Kroatien macht dort weiter, wo es aufgehört hat, wenn auch mit einer ziemlich anderen Mannschaft. Trotzdem: das kroatische Spiel wird sich noch mausern (müssen), vor allem gegen die Spanier, die schon vor vier Jahren im letzten Gruppenspiel große Probleme mit den findigen Kroaten hatten (damals allerdings noch unter dem genialen Trainer Bilic). Das Spiel gegen die Türkei kam mit weniger blutenden Schädeln und Verletzten aus als dieselbe Begegnung bei der EM 2008 im Viertelfinale. Nur Corluka hielt sich an die Erwartungen und spielte schon bald mit blutendem Turban, und versuchte wohl so, die türkischen Spieler kulturell zu provozieren.
Diese revanchierten sich in der 41. Minute mit einer missglückten Kerze aus dem eigenen Strafraum, die der geniale Modric mit einem sensationellen Volleyschuss verwertete. Eigentlich hätte es auch 3:0 ausgehen können, aber die Kroaten sind bemüht darum, das bescheidene Balkanvolk darzustellen. Mal sehen, was denen noch zuzutrauen ist!

Am Abend dann der Weltmeister gegen die Ukraine: intensive erste Hälfte mit großen Chancen auf beiden Seiten. Sowohl Manuel Neuer als auch Andrij Pjatow reagierten in vielen Situationen großartig. Dass Deutschland trotzdem in Führung ging, war nicht nur zu erwarten, sondern auch irgendwie verdient. Trotzdem: so frech hatte die Ukrainer wohl niemand erwartet, und ihrem Agieren (man vergleiche dazu die Russen gegen England) war es geschuldet, dass wir die unterhaltsamsten 45 Minuten bisher geboten bekamen.
Deutschland hingegen ist nicht nur die "Turnier-Mannschaft", sondern auch jene, die gerne für bleibende Bilder sorgt. Diesmal waren es Boatengs spektakuläre Rettungsaktion, in der er eine ukrainische Großchance mit einem Fast-Eigentor vereitelte, das wiederum er selbst noch auf der Linie verhinderte. Wer's nicht gesehen hat, dem kann man's nicht erklären!

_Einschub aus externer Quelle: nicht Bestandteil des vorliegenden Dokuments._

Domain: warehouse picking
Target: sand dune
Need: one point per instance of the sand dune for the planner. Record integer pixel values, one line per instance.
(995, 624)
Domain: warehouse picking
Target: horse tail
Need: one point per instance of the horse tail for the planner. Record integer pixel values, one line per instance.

In der zweiten Hälfte lief generell weniger zusammen, man hätte sich da aus deutscher Sicht ein früheres 2:0 erwartet. Also wartete man, bis der Alt-Kapitän Schweinsteiger mit dem Grau-Färben der Schläfen fertig war und eingewechselt werden konnte. Wer das für einen bloßen Cameo-Auftritt hielt, wurde bald eines besseren belehrt: Aus einem Konter (die Ukrainer waren ja hinten natürlich schon offen wie ein Pavianarsch) flankt Özil genial dem Schweini vor die Haxn und der netzt doch tatsächlich nur wenige Augenblicke nach seiner Einwechslung- und kurz vor Schluss des Spiels - zum 2:0 Endstand ein. Auch so ein "memorable moment", von denen die Deutschen gleich zwei in einem Spiel fabriziert haben - womit es im Übrigen auch genug sein sollte!

Inzwischen spielt auch schon wieder der amtierende Europameister (ja, Spanien gibt es noch!) gegen die ehemaligen Dauer-Geheimfavoriten Tschechien. Also schnell wieder weg!